There are no clouds when it is so windy. The robin’s egg blue sky turns to almost white as it nears the sun. From his bed he can see the transition between low horizon and high stratosphere. The seal of one of the windows is cracked and the wind comes through when she is there with him. They nap on the bed, and his big dog takes up the space below her feet. She sleeps in a tight ball with her knees against her breasts. He holds her until they both sweat under the thin sheet. When it gets too hot, he rolls over to watch the transition and listen to the air seep in.

He dreams he is back in the hotel room, and it is the first day of school. His students crouch on the floor, sit on the bed, and stand in the bathroom. Some of them seem familiar; he had them in one of his classes in the past. He even remarks, I have had most of you before, but if he were awake their faces would be unrecognizable. His “classroom” overlooks the parking lot, and three cars are parked below in the windless night. None of the cars are his. A yellow light between two trucks—one red and one black—lights the cars. The third car is a white compact that looks ivory in the yellow light. The light makes a circle, and if it were a picture, it would look as if the contrast had been increased until the edges of the photo blackened and crept toward the center of the photograph.
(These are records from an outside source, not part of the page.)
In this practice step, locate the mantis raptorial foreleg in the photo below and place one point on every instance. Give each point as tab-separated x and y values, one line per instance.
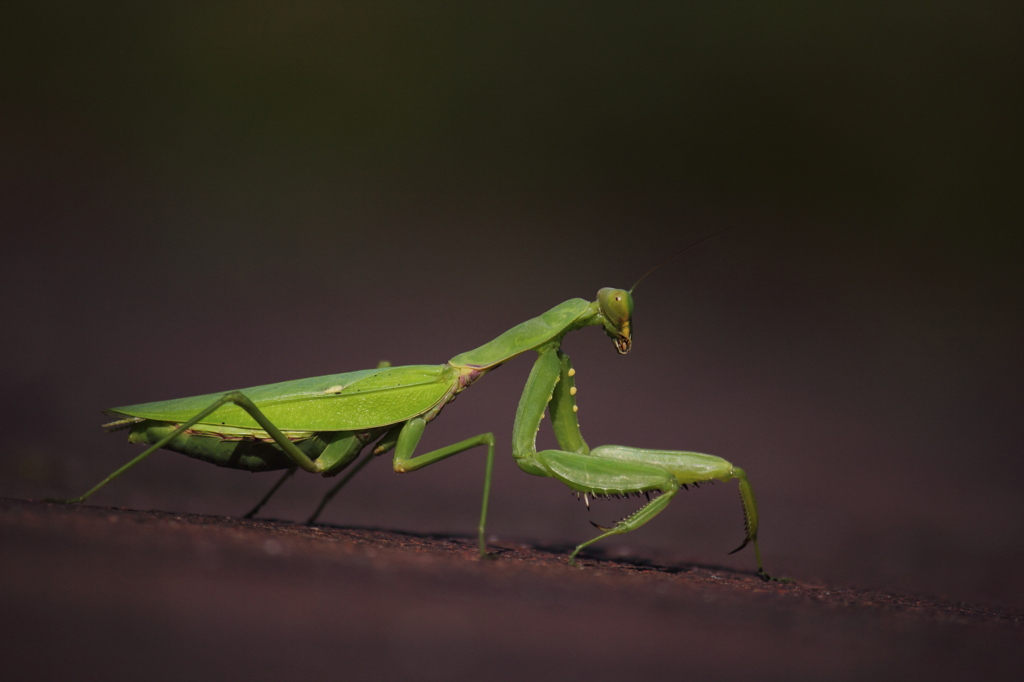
297	456
609	470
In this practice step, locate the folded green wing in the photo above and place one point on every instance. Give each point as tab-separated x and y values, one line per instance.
348	401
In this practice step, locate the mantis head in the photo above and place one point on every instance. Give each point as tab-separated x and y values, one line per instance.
616	312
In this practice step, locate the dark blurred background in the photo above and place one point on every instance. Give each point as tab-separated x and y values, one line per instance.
201	198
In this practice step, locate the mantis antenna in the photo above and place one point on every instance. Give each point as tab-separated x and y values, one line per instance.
684	249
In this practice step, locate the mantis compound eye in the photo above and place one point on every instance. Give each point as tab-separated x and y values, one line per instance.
616	307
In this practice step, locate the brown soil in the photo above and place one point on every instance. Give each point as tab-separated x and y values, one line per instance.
121	594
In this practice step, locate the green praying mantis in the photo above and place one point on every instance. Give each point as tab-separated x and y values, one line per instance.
323	424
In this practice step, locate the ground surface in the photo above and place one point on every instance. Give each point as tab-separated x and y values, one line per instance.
122	594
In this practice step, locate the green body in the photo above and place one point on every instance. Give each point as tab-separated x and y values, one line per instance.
322	424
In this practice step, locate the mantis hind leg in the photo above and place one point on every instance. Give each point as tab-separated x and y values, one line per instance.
299	458
600	476
334	491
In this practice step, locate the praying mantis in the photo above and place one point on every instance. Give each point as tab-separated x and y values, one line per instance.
323	424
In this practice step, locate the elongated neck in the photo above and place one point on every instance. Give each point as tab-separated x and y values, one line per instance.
556	323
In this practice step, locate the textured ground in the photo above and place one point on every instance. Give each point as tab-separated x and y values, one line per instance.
122	594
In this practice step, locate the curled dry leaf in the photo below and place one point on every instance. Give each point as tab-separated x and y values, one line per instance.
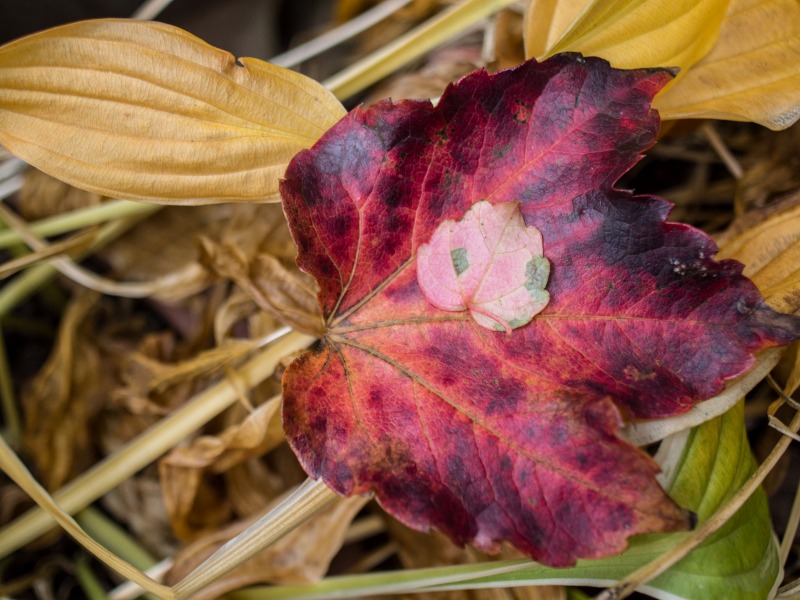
301	556
509	50
98	104
66	396
275	289
678	33
767	241
185	470
751	74
742	67
481	434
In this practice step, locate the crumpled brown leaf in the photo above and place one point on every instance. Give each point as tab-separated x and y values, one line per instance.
286	295
44	196
65	397
302	556
188	473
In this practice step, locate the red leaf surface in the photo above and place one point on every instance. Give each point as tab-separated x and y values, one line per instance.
485	435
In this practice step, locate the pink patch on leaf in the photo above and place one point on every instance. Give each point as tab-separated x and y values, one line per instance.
489	263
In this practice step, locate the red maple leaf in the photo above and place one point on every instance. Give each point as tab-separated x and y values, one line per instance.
509	435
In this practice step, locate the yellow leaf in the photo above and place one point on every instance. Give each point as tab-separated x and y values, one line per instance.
545	21
752	74
656	33
767	241
146	111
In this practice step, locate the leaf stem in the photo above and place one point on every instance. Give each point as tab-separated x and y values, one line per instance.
412	45
151	444
308	499
13	421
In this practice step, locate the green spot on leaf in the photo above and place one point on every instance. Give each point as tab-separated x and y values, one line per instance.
460	260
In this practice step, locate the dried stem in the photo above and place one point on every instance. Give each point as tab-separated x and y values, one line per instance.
412	45
151	444
18	473
307	500
344	32
82	217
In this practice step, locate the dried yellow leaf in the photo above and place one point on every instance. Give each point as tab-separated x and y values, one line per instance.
657	33
546	20
146	111
767	241
752	74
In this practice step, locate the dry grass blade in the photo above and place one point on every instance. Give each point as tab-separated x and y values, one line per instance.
157	440
92	281
414	44
336	36
74	244
16	470
299	506
68	221
97	104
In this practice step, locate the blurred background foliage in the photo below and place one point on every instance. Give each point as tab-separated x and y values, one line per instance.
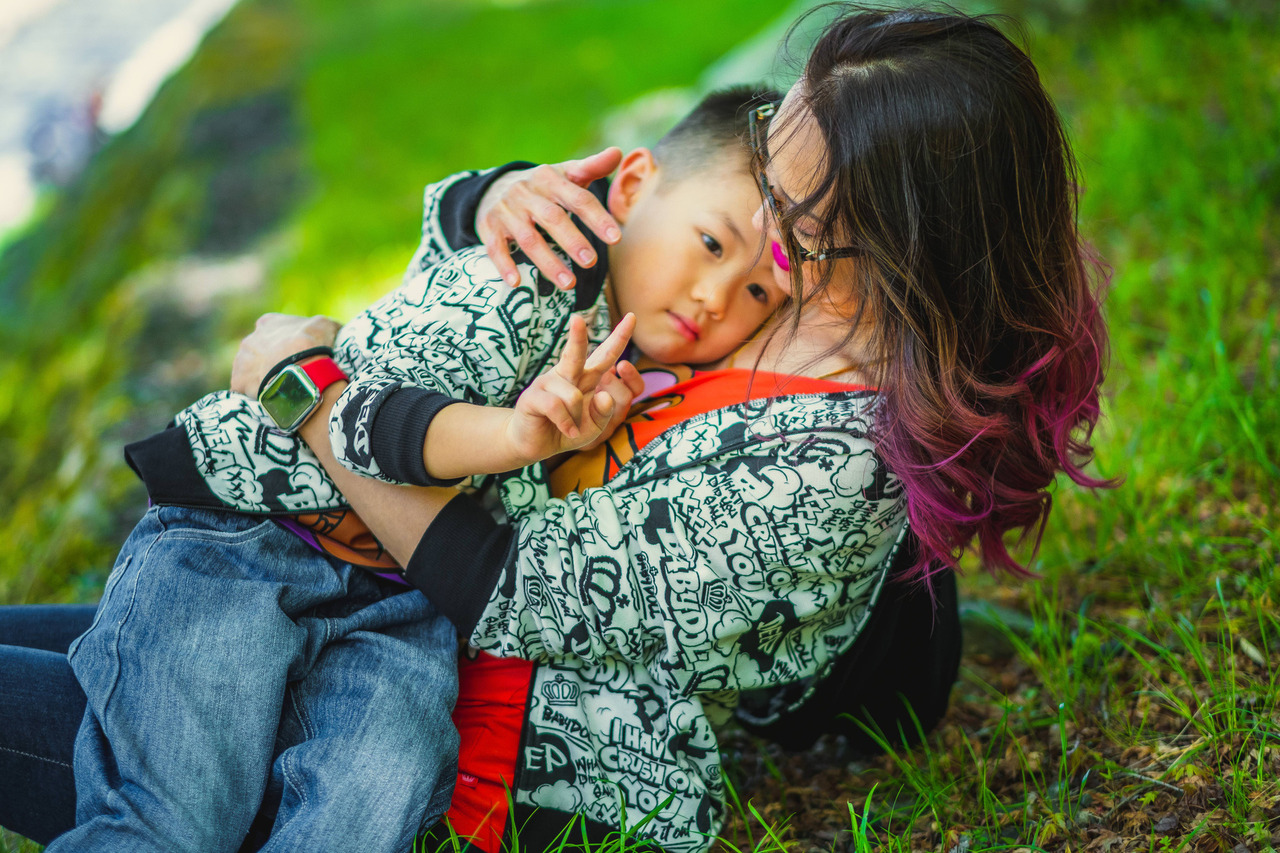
282	169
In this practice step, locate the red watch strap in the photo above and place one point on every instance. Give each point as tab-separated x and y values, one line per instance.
324	373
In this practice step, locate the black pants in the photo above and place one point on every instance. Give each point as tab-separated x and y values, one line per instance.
896	678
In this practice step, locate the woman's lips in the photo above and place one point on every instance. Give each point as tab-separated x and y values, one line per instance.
780	256
685	325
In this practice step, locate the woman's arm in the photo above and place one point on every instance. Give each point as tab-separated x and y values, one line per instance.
576	402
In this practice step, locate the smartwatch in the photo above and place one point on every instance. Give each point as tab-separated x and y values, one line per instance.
292	391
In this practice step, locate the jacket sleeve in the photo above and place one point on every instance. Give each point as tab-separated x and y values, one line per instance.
449	214
749	560
458	333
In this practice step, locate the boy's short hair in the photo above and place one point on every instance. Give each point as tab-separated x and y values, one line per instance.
713	129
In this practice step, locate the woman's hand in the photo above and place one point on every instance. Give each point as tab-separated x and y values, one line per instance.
274	338
580	401
519	203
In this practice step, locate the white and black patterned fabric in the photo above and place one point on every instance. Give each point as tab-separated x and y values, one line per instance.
737	551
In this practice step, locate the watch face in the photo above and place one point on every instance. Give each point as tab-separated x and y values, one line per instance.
289	397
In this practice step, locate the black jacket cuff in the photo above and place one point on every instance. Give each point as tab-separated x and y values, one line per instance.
460	559
400	432
460	203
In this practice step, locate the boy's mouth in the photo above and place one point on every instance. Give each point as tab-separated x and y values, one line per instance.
685	325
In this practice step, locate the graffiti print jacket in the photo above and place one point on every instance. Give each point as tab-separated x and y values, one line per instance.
452	332
740	550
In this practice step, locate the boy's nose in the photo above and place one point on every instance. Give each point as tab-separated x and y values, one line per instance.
713	295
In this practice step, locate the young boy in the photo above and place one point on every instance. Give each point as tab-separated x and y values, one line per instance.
222	638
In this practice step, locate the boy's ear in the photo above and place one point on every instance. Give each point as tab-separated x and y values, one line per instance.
636	172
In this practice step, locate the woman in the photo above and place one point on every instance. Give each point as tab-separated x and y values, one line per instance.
919	200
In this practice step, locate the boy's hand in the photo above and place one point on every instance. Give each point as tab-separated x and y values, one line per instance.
577	402
519	203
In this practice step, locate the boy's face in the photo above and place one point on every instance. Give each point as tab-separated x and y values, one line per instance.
690	264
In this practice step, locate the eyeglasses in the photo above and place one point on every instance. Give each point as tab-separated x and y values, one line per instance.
758	124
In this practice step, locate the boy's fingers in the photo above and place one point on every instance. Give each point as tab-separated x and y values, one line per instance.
603	405
497	246
593	167
611	350
631	378
544	404
556	222
581	203
570	396
572	357
622	397
539	252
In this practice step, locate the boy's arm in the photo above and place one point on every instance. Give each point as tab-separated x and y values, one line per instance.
448	214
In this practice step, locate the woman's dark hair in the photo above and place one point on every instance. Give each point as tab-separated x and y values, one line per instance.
949	168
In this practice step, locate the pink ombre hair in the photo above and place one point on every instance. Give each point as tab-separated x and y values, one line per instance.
951	172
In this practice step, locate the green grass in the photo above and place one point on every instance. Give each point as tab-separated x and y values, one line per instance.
1147	687
318	122
1148	683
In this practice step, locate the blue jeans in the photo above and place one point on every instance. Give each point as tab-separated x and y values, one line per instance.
41	707
229	664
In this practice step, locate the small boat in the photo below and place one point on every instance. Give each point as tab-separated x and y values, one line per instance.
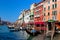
11	26
32	32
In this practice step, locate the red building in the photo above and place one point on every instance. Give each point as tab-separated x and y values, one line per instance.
38	16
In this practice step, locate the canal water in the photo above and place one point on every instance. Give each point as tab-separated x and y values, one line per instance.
5	34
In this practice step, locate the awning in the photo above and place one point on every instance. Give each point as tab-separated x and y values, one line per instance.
31	23
58	23
39	22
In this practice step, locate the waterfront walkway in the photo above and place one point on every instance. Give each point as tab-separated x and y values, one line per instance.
43	37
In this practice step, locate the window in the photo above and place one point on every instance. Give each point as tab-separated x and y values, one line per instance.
48	7
54	17
44	9
54	6
48	14
38	25
54	0
48	2
44	14
54	12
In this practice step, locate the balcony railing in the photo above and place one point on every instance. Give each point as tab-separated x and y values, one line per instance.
37	16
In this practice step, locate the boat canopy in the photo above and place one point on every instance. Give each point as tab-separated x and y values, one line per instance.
39	22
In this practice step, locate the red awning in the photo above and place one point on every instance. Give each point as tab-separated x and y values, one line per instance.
39	22
31	23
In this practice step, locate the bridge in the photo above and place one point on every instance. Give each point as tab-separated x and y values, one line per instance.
2	22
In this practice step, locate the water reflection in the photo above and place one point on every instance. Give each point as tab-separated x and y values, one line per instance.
5	34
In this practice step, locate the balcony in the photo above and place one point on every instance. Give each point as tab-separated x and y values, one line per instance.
31	21
37	16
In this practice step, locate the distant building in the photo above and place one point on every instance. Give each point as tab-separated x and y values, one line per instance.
51	10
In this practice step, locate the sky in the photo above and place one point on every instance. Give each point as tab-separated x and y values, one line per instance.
10	9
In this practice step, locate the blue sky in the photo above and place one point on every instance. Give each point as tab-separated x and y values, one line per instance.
10	9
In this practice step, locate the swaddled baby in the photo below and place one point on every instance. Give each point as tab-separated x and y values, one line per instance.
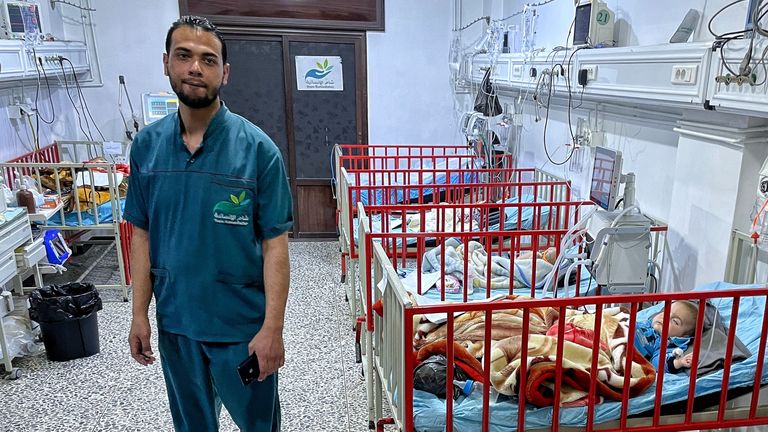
681	328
There is a young man outside on his phone. Maybe he’s student. He sits on a low concrete barrier in front of the black truck, with his knees tucked to his chest like it’s cold outside, though on the first day of school it should be August and hot. The young man wears a baggy jacket with a hood, and a blue glow leaks from inside the hood where his hand holds the phone. The young man’s shoes are very white.

The students in the fourth floor classroom are well-behaved, but while teaching, he can’t see all of them from one place, so he has to move through the classroom to deliver his lesson. He begins his lecture on rules and protocol, but is interrupted when the red truck, with an extended cab, quivers in the parking lot. It sways as if a strong wind is about to tip it, but there is no wind. The back wheels of the truck rise first and fishtail momentarily before the front wheels also lift. The truck floats up as if its invisible bubble is struggling with the weight. The young man on the phone doesn’t notice the red truck rise and turn upside down ten feet in the air. The bubble holding up the red truck breaks, and the truck swells downward onto the man and the black truck in a silent explosion of glass, metal, liquid guts, and green coolant. The trucks, young man, and phone fuse as one mass, then rise again. The white shoes are still on the ground.

From the window upstairs he sees, and doesn’t call out. His voice would be muffled anyway; he’s tried to call out before. He wonders if his green crossover, parked in another lot, has risen as well, and he leaves the room to check on it. When he reaches the hotel elevator, the dream ends. He remembers details—he didn’t make copies of his syllabus, one of the students’ names is Brian—but he can’t remember the course he is teaching or Brian’s face.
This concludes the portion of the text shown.